January 19, 2005

Day two.

Today is the second day of the new Spring semester, and the first day of Constitutional Law I (aka conlaw), my only first year class. It meets at my favorite time: 11! It's in my favorite room: the Foley & Lardner room (aka the trial courtroom). Why is the trial courtroom your favorite room? Because the part of it where the class sits is backed by a wide and tall set of windows that look right out onto Bascom Hill, the beautiful heart of the UW campus. The students have a lot of light coming in over their shoulders (possibly bad for looking at computer screens) and the teacher has a great view. There is also an immense white board that rolls out and divides the class seating area from the courtroom setup, and you have to have experience with various sized whiteboard/blackboard arrangments to know how nice is it to have a truly huge whiteboard. You never run out of space, and you can write so much more freely with marker on whiteboard than with chalk on blackboard. I'm telling you, the different level of friction is genuinely liberating. Sometimes one gets carried away talking without writing, and, with a blackboard, it seems so hard to stop and pick up the chalk and grind some calcium into the slate. But with whiteboard and juicy marker, it's not hard at all to illustrate a lecture with lines and loops and arrows?

So, yes, I'm happy with the room. It will be packed to capacity: I resisted a proposal to move us a larger but lesser room as the class size edged up in the last few days. There will be overflow tables. But surely the overflow few students (five, I think) will flow out of the class after the first day or two, perhaps when they learn I give a closed-book exam. I won't do a seating chart on the first day, so there's no need to worry about getting your favorite seat today. I want to let the enrollment settle down. There are other first year conlaw classes to switch to and other second semester electives to put off conlaw altogether, which might be a very good idea. (I'll probably do a summer conlaw1 course, and that's a good option for conlaw.) I'm sure the 1Ls will compare notes and try to make some good decisions about what will really be best for them after everyone's had a taste of the first year electives.
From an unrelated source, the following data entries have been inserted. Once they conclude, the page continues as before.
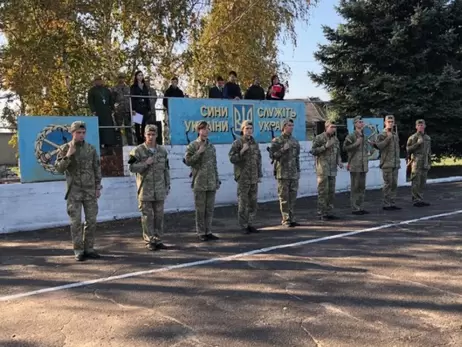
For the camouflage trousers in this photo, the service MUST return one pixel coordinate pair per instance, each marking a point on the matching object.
(205, 204)
(83, 237)
(357, 190)
(390, 184)
(419, 180)
(326, 194)
(152, 220)
(247, 196)
(287, 191)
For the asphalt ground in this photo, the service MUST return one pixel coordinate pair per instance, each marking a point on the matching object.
(390, 278)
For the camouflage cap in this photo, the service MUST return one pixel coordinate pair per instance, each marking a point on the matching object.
(77, 125)
(329, 123)
(246, 123)
(201, 125)
(357, 119)
(150, 127)
(287, 121)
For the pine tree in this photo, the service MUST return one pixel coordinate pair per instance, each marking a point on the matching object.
(401, 57)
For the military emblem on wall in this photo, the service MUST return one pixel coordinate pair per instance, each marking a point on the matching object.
(40, 138)
(241, 113)
(48, 143)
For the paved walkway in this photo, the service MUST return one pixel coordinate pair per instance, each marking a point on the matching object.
(385, 279)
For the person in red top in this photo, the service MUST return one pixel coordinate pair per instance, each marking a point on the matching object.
(276, 91)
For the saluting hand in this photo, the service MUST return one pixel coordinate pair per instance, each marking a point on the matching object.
(71, 149)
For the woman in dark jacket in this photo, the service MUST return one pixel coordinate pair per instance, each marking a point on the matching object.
(140, 105)
(276, 91)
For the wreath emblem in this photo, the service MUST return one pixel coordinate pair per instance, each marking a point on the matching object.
(48, 143)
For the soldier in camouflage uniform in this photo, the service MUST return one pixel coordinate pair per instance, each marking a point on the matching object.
(419, 147)
(201, 157)
(149, 161)
(122, 107)
(326, 149)
(79, 161)
(358, 165)
(285, 150)
(388, 144)
(245, 154)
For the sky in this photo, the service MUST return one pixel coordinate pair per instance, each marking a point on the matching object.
(301, 59)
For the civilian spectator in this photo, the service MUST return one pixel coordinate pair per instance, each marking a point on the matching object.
(216, 92)
(122, 107)
(172, 92)
(140, 104)
(255, 91)
(276, 91)
(101, 105)
(152, 101)
(232, 90)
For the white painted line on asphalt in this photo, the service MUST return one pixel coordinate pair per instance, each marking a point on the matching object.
(221, 259)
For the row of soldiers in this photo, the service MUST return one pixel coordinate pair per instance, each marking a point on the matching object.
(149, 162)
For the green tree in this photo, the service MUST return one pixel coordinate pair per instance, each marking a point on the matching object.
(54, 49)
(242, 35)
(402, 57)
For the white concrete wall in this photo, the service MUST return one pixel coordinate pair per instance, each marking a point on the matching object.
(34, 206)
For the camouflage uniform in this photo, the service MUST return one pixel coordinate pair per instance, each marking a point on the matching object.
(287, 172)
(122, 109)
(390, 165)
(247, 172)
(205, 183)
(83, 178)
(153, 184)
(327, 160)
(420, 161)
(358, 165)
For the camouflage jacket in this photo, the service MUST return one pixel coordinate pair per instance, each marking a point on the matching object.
(327, 159)
(82, 170)
(121, 103)
(203, 165)
(247, 167)
(420, 152)
(287, 162)
(152, 181)
(357, 154)
(389, 150)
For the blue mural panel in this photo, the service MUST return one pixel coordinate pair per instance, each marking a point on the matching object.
(225, 118)
(39, 138)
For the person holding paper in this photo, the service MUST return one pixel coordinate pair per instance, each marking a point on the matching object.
(140, 104)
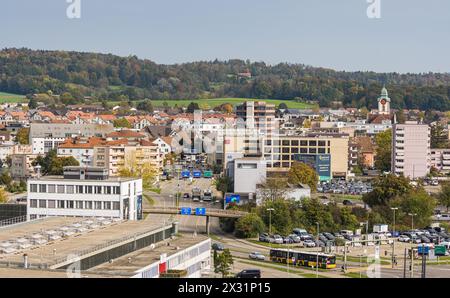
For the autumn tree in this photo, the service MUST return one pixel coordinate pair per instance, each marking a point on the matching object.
(302, 173)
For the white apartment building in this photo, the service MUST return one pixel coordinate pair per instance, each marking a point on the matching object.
(411, 149)
(85, 192)
(440, 159)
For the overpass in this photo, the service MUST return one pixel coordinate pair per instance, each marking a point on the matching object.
(209, 213)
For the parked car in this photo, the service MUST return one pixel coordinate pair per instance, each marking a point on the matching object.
(309, 243)
(295, 238)
(217, 246)
(404, 238)
(257, 256)
(277, 239)
(249, 273)
(264, 237)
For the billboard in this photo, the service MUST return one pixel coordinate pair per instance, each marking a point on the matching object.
(321, 163)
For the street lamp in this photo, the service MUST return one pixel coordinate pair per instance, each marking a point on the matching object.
(393, 235)
(270, 219)
(317, 256)
(412, 220)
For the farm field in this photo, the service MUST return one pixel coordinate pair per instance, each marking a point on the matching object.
(9, 97)
(212, 103)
Is Professor Althouse like her blog?
What do you think, dear reader?

Not having had a first year class last semester, I look forward to meeting some of the 1Ls, even if they are all jaded and broken in. After one semester of law school and one run in with law school exams and grades, the real IL feeling is gone. They're all 2L now. Grades? Mentioning grades draws attention to the fact that I have not finished my grading. Today is not just day two of the semester, it is the day grades are due. I'm well aware of that!